I have a confession: For the past four or five years I have "dated" men who were totally and completely and entirely not my "type." It was only recently after meeting someone that I realized this. It's weird. I've done a lot of soul searching in the last month or so, and I've come to the realization that I dated guys so completely different from my late husband Keith Smith on purpose. Maybe because I thought it would be unfair to anyone I dated to compare them to Keith. But the reality is that I dated them because unconsciously I knew they wouldn't measure up and therefore I wouldn't be so deep into any relationship that I couldn't walk away.
But, then I met this guy (and before you jump to any conclusions, it is definitely, most definitely not anything that is going to turn into anything). But I met this guy, and he reminded me of Keith. He is all man — hard living, hard drinking, a bit of a flirt (well more than a bit). But the fact of the matter is — with all that he does — he isn't afraid to admit to any of it. He doesn't hide behind excuses. It is, what it is. Or rather he is what he is. And lord help me. I find that so totally refreshing and attractive and dangerous... lol...! Because it's honest. He doesn't make excuses for a screw up. He screws up and admits it. But he manages to admit it with a smile and with such charm that, well, good lord who can resist.
Anyway, it opened my eyes, and for that, I am grateful because I needed a wake up call. I loved Keith Smith for a reason! He didn't have a metrosexual bone in his body! He was ALL man.
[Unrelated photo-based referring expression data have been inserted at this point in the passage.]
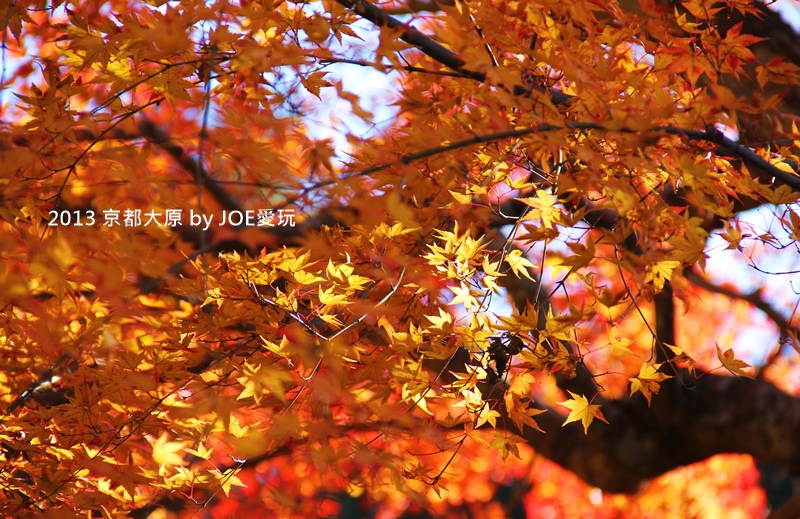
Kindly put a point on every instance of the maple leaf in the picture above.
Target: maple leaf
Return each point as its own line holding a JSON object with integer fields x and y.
{"x": 648, "y": 381}
{"x": 519, "y": 264}
{"x": 543, "y": 207}
{"x": 661, "y": 272}
{"x": 732, "y": 364}
{"x": 581, "y": 410}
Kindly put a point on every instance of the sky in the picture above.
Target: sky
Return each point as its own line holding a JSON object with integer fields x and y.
{"x": 752, "y": 343}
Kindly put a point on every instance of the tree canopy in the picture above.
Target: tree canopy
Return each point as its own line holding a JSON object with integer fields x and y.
{"x": 511, "y": 275}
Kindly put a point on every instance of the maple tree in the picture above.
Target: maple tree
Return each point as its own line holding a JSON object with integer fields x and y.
{"x": 407, "y": 318}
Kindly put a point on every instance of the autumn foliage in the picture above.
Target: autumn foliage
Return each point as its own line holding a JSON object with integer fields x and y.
{"x": 487, "y": 285}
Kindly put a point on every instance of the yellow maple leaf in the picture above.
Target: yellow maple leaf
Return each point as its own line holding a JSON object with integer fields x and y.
{"x": 543, "y": 207}
{"x": 580, "y": 409}
{"x": 167, "y": 453}
{"x": 463, "y": 296}
{"x": 519, "y": 264}
{"x": 619, "y": 344}
{"x": 661, "y": 272}
{"x": 733, "y": 364}
{"x": 649, "y": 381}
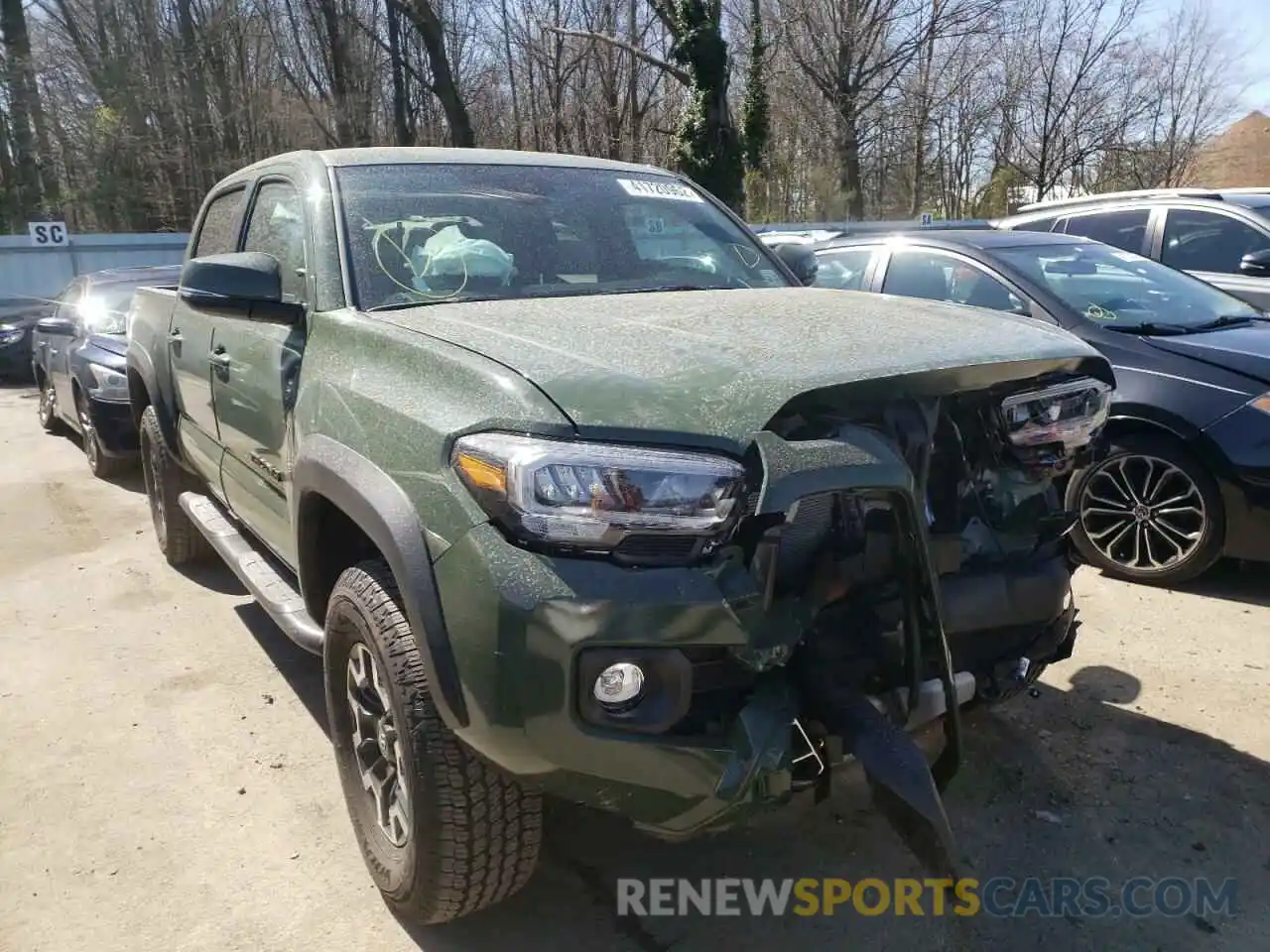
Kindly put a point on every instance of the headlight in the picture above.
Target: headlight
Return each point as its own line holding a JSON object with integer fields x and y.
{"x": 651, "y": 506}
{"x": 1070, "y": 414}
{"x": 111, "y": 385}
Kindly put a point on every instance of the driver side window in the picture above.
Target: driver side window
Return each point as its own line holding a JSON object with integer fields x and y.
{"x": 940, "y": 277}
{"x": 1206, "y": 241}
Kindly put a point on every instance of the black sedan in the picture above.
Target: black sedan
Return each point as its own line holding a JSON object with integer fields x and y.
{"x": 17, "y": 329}
{"x": 1188, "y": 477}
{"x": 77, "y": 357}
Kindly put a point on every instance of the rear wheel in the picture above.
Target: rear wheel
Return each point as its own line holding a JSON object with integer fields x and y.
{"x": 444, "y": 832}
{"x": 1148, "y": 513}
{"x": 180, "y": 539}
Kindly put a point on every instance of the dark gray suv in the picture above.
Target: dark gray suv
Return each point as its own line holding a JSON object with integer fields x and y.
{"x": 1222, "y": 236}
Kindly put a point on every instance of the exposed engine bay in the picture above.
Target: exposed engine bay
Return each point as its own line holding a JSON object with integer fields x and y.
{"x": 873, "y": 594}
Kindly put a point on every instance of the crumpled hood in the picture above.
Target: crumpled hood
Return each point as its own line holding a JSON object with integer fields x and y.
{"x": 1241, "y": 349}
{"x": 721, "y": 363}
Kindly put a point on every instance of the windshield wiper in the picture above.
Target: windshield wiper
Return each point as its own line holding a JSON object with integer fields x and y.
{"x": 1225, "y": 320}
{"x": 407, "y": 304}
{"x": 1161, "y": 330}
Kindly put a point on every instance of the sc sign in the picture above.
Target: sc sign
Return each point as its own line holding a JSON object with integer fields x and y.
{"x": 49, "y": 234}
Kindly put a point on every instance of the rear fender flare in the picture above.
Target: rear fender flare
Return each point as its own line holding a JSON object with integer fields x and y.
{"x": 379, "y": 507}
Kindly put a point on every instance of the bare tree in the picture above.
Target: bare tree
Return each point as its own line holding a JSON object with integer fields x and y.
{"x": 1082, "y": 91}
{"x": 855, "y": 51}
{"x": 1191, "y": 89}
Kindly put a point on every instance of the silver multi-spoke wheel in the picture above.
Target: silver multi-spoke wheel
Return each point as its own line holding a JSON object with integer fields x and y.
{"x": 1143, "y": 513}
{"x": 91, "y": 448}
{"x": 376, "y": 746}
{"x": 48, "y": 407}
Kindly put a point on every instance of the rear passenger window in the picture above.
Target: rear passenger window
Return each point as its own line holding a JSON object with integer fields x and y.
{"x": 842, "y": 270}
{"x": 919, "y": 275}
{"x": 1037, "y": 225}
{"x": 218, "y": 232}
{"x": 1124, "y": 230}
{"x": 277, "y": 227}
{"x": 1206, "y": 241}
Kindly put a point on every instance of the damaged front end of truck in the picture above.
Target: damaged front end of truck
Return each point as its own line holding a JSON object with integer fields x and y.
{"x": 894, "y": 560}
{"x": 878, "y": 553}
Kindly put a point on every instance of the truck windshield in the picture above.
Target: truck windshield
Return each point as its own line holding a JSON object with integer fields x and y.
{"x": 105, "y": 307}
{"x": 427, "y": 232}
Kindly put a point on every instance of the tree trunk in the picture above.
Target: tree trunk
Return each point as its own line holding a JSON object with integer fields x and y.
{"x": 22, "y": 90}
{"x": 402, "y": 132}
{"x": 434, "y": 36}
{"x": 849, "y": 176}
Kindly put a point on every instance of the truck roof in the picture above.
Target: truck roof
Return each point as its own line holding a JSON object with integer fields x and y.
{"x": 393, "y": 155}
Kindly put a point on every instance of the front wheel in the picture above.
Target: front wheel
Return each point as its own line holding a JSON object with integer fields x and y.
{"x": 49, "y": 419}
{"x": 444, "y": 832}
{"x": 1148, "y": 513}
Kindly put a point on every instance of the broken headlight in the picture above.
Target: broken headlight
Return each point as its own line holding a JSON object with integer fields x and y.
{"x": 1049, "y": 425}
{"x": 649, "y": 506}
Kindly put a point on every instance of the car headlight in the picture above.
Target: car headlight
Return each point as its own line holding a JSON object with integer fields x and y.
{"x": 111, "y": 385}
{"x": 647, "y": 506}
{"x": 1070, "y": 414}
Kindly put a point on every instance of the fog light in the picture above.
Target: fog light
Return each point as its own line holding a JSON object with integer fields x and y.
{"x": 619, "y": 684}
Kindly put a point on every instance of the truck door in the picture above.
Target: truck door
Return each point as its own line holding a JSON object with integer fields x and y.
{"x": 190, "y": 340}
{"x": 254, "y": 384}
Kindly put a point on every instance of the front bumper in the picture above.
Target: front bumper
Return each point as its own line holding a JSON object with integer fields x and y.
{"x": 520, "y": 624}
{"x": 16, "y": 358}
{"x": 526, "y": 630}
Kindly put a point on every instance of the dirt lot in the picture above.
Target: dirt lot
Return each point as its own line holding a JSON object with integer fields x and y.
{"x": 166, "y": 780}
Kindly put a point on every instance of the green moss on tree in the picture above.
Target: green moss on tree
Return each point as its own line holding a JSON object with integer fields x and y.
{"x": 706, "y": 146}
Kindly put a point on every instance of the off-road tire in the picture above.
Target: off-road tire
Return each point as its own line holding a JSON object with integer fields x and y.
{"x": 49, "y": 419}
{"x": 180, "y": 539}
{"x": 99, "y": 463}
{"x": 1206, "y": 551}
{"x": 474, "y": 830}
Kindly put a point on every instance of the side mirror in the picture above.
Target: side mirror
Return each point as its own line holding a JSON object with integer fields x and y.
{"x": 1256, "y": 264}
{"x": 249, "y": 282}
{"x": 56, "y": 326}
{"x": 799, "y": 259}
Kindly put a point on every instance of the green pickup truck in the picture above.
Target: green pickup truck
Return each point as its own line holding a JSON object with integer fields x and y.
{"x": 578, "y": 492}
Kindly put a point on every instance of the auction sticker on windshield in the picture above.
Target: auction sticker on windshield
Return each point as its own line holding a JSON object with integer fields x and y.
{"x": 643, "y": 188}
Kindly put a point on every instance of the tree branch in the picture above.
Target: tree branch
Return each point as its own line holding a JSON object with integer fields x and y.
{"x": 681, "y": 75}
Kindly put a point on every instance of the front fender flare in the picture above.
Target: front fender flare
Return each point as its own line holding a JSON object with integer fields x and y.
{"x": 380, "y": 508}
{"x": 139, "y": 363}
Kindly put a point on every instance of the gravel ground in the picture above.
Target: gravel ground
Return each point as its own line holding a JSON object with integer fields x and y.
{"x": 167, "y": 783}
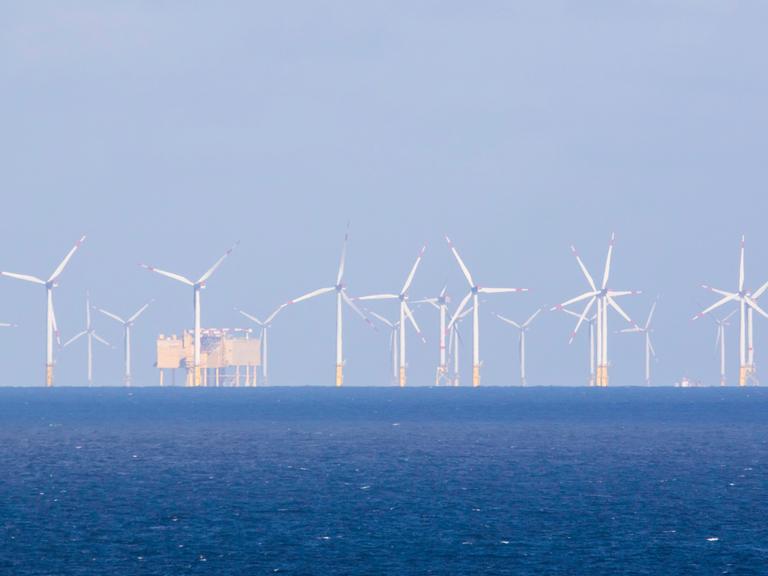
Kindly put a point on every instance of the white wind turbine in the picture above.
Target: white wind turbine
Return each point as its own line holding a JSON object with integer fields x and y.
{"x": 649, "y": 351}
{"x": 474, "y": 292}
{"x": 341, "y": 298}
{"x": 722, "y": 324}
{"x": 90, "y": 334}
{"x": 127, "y": 325}
{"x": 454, "y": 339}
{"x": 592, "y": 321}
{"x": 523, "y": 330}
{"x": 393, "y": 338}
{"x": 265, "y": 326}
{"x": 196, "y": 287}
{"x": 440, "y": 302}
{"x": 747, "y": 304}
{"x": 405, "y": 312}
{"x": 605, "y": 299}
{"x": 50, "y": 284}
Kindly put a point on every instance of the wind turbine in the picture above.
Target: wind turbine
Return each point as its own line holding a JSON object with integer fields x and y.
{"x": 605, "y": 299}
{"x": 441, "y": 303}
{"x": 393, "y": 338}
{"x": 265, "y": 326}
{"x": 51, "y": 327}
{"x": 649, "y": 351}
{"x": 523, "y": 329}
{"x": 90, "y": 333}
{"x": 127, "y": 325}
{"x": 474, "y": 291}
{"x": 592, "y": 321}
{"x": 453, "y": 345}
{"x": 722, "y": 324}
{"x": 196, "y": 287}
{"x": 341, "y": 298}
{"x": 747, "y": 304}
{"x": 405, "y": 312}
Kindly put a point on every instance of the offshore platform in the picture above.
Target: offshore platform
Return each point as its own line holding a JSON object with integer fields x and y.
{"x": 228, "y": 357}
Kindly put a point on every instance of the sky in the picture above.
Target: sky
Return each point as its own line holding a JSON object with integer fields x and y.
{"x": 168, "y": 130}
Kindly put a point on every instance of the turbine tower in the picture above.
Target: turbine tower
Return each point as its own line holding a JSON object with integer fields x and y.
{"x": 196, "y": 287}
{"x": 127, "y": 325}
{"x": 90, "y": 333}
{"x": 592, "y": 321}
{"x": 405, "y": 312}
{"x": 341, "y": 298}
{"x": 265, "y": 326}
{"x": 441, "y": 303}
{"x": 51, "y": 328}
{"x": 605, "y": 299}
{"x": 747, "y": 304}
{"x": 393, "y": 339}
{"x": 649, "y": 351}
{"x": 474, "y": 292}
{"x": 522, "y": 329}
{"x": 453, "y": 346}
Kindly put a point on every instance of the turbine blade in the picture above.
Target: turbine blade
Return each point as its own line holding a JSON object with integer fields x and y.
{"x": 312, "y": 294}
{"x": 139, "y": 312}
{"x": 607, "y": 271}
{"x": 531, "y": 319}
{"x": 111, "y": 315}
{"x": 582, "y": 318}
{"x": 741, "y": 265}
{"x": 754, "y": 305}
{"x": 378, "y": 297}
{"x": 204, "y": 278}
{"x": 100, "y": 339}
{"x": 718, "y": 291}
{"x": 508, "y": 321}
{"x": 617, "y": 293}
{"x": 501, "y": 290}
{"x": 67, "y": 258}
{"x": 342, "y": 262}
{"x": 171, "y": 275}
{"x": 250, "y": 317}
{"x": 463, "y": 266}
{"x": 574, "y": 300}
{"x": 409, "y": 313}
{"x": 272, "y": 316}
{"x": 759, "y": 292}
{"x": 650, "y": 316}
{"x": 381, "y": 319}
{"x": 409, "y": 280}
{"x": 717, "y": 304}
{"x": 460, "y": 308}
{"x": 75, "y": 337}
{"x": 618, "y": 309}
{"x": 25, "y": 277}
{"x": 354, "y": 307}
{"x": 584, "y": 270}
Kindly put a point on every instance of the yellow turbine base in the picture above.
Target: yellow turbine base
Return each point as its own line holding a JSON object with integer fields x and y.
{"x": 602, "y": 376}
{"x": 339, "y": 375}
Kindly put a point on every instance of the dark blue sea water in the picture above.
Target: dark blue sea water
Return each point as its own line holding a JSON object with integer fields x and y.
{"x": 383, "y": 481}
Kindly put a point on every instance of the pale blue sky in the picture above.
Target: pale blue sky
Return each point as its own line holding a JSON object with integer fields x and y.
{"x": 168, "y": 130}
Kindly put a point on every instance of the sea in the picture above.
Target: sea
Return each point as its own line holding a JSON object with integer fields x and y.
{"x": 312, "y": 480}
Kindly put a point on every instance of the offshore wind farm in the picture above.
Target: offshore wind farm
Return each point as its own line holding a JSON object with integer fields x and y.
{"x": 356, "y": 288}
{"x": 205, "y": 354}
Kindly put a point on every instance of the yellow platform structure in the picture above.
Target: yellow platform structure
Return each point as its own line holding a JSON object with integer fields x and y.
{"x": 228, "y": 357}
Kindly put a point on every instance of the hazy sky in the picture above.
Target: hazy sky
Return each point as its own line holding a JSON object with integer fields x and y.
{"x": 167, "y": 130}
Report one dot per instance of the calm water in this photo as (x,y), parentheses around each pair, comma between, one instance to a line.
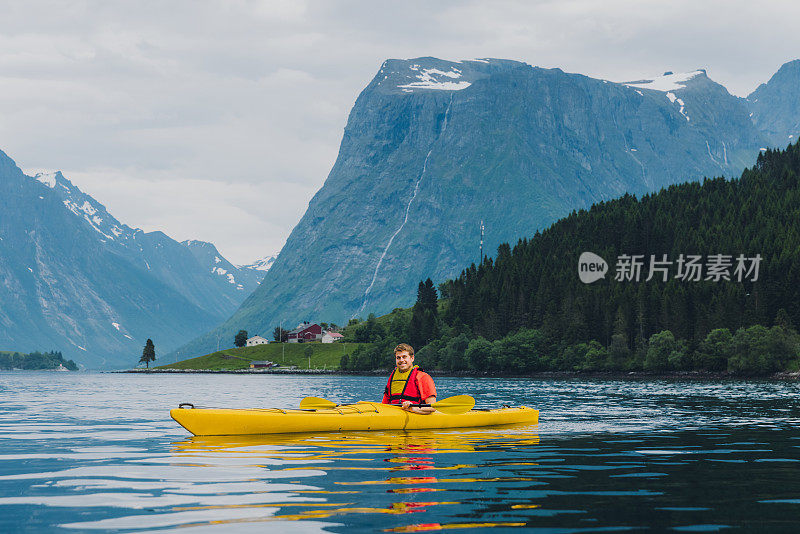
(98,452)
Faults, mistakes, and yes, not always the most romantic man in the world. But, he was honest, honest, and dang that has to count for something! I can take a man who screws up, who makes mistakes — as long as he owns up to them, as long as he doesn't try to make me feel crazy for things he is doing. So, yeah. It's time I move forward, and it's time I stop running from the type of man that is my "type."